A retórica do ”esmagamento” não falhou apenas na visão de que o Estado era mais do que uma “coisa” a destruir. Ela também implicou – como em última análise fez a Revolução de Outubro – uma supressão das instituições da democracia representativa, que poderiam ter servido como uma defesa contra um estatismo autoritário sob novo regime. Poulantzas tentou imaginar um modo como a esquerda poderia liderar simultaneamente tanto a democracia de base, distante do Estado, como uma pressão por transformação radical por dentro dele. Trabalhar por dentro do Estado teria como objetivo produzir “rachaduras” que iriam polarizar o aparato estatal altamente conflitivo em direção da classe trabalhadora, com a assistência de pressão externa de organizações de base. “Não é simplesmente uma questão de entrar nas instituições do Estado para usar suas alavancas características para um bom propósito”, escreveu Poulantzas. “Além disso, a luta deve sempre expressar-se no desenvolvimento de movimentos populares e no surgimento de centros de autogestão.”
A tentativa de Poulantzas de pensar uma estratégia interna-externa visava objetivo de caminhar pela estreita linha entre o reformismo social democrata (que praticava meramente a política parlamentar de sempre) e uma estratégia leninista revolucionária (que ele viu como potencialmente autoritária e de todo modo destinada ao isolamento perpétuo dos caminhos realmente existentes para o socialismo). A crítica “revolucionária” dos anos 1970 até o presente questionou que isso era simplesmente um reformismo disfarçado. Poulantzas concordou que o risco de cair no reformismo era real, mas sugeriu que tal risco era endêmico para todas as posições revolucionárias no final do século XX. “A História ainda não nos deu uma experiência bem sucedida da estrada democrática para o socialismo”, ele escreveu. “O que ela proporcionou – e isso não é insignificante – são alguns exemplos a ser evitados e alguns erros sobre os quais refletir. … Mas uma coisa é certa: o socialismo será democrático ou não será.”
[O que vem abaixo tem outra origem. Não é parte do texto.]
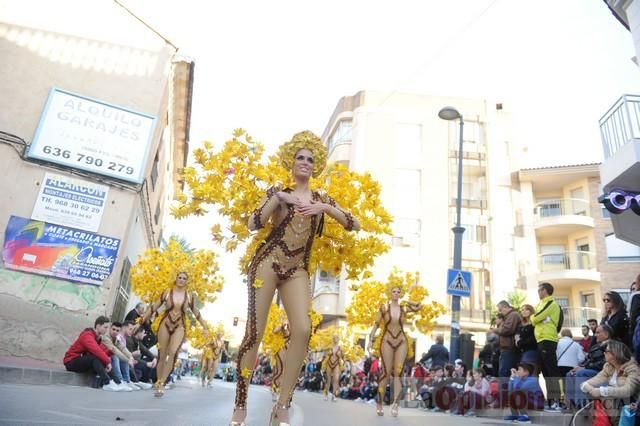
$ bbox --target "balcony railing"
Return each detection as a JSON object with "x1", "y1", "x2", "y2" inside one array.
[
  {"x1": 561, "y1": 307, "x2": 601, "y2": 328},
  {"x1": 534, "y1": 199, "x2": 590, "y2": 218},
  {"x1": 538, "y1": 251, "x2": 596, "y2": 272},
  {"x1": 599, "y1": 94, "x2": 640, "y2": 159}
]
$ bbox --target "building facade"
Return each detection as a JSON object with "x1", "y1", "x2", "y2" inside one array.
[
  {"x1": 0, "y1": 0, "x2": 192, "y2": 362},
  {"x1": 315, "y1": 91, "x2": 640, "y2": 355}
]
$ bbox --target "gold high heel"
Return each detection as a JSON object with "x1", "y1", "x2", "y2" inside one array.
[
  {"x1": 269, "y1": 403, "x2": 290, "y2": 426},
  {"x1": 153, "y1": 381, "x2": 164, "y2": 397},
  {"x1": 376, "y1": 402, "x2": 384, "y2": 416},
  {"x1": 229, "y1": 407, "x2": 247, "y2": 426},
  {"x1": 391, "y1": 402, "x2": 399, "y2": 417}
]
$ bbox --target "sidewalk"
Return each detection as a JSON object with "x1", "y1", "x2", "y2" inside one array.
[{"x1": 0, "y1": 355, "x2": 89, "y2": 386}]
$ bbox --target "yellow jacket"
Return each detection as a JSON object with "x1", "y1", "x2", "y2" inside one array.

Um marxismo para o século XXI?
Poulantzas jogou-se por uma janela em Paris em 1979. Em seus últimos anos, parecia estar lutando contra as juntas de seu pensamento – e talvez até contra a própria tradição marxista. Tentou refazer a teoria do Estado capitalista para o século XX e a estratégia socialista para uma era de política democrática. Seus colegas marxistas o acusaram de todo tipo de transgressão no livro: de “escolasticismo”, de reformismo, de abandoar o conceito de classe, de permanecer muito ligado à luta de classes e o poder determinante da economia. Ele considerou que sua própria posição foi tão longe quanto se poderia ir em direção a uma política marxista sem abandonar o compromisso fundamental com o papel determinante das relações de produção. “Se permanecemos dentro dessa moldura conceitual, penso que o mais que se pode fazer para a especificidade da política é o que eu fiz”, confessou ele ao jornal britânico Marxismo Hoje (Marxism Today) em 1979. “Eu mesmo não tenho certeza absoluta de que é certo ser marxista; nunca se tem certeza”.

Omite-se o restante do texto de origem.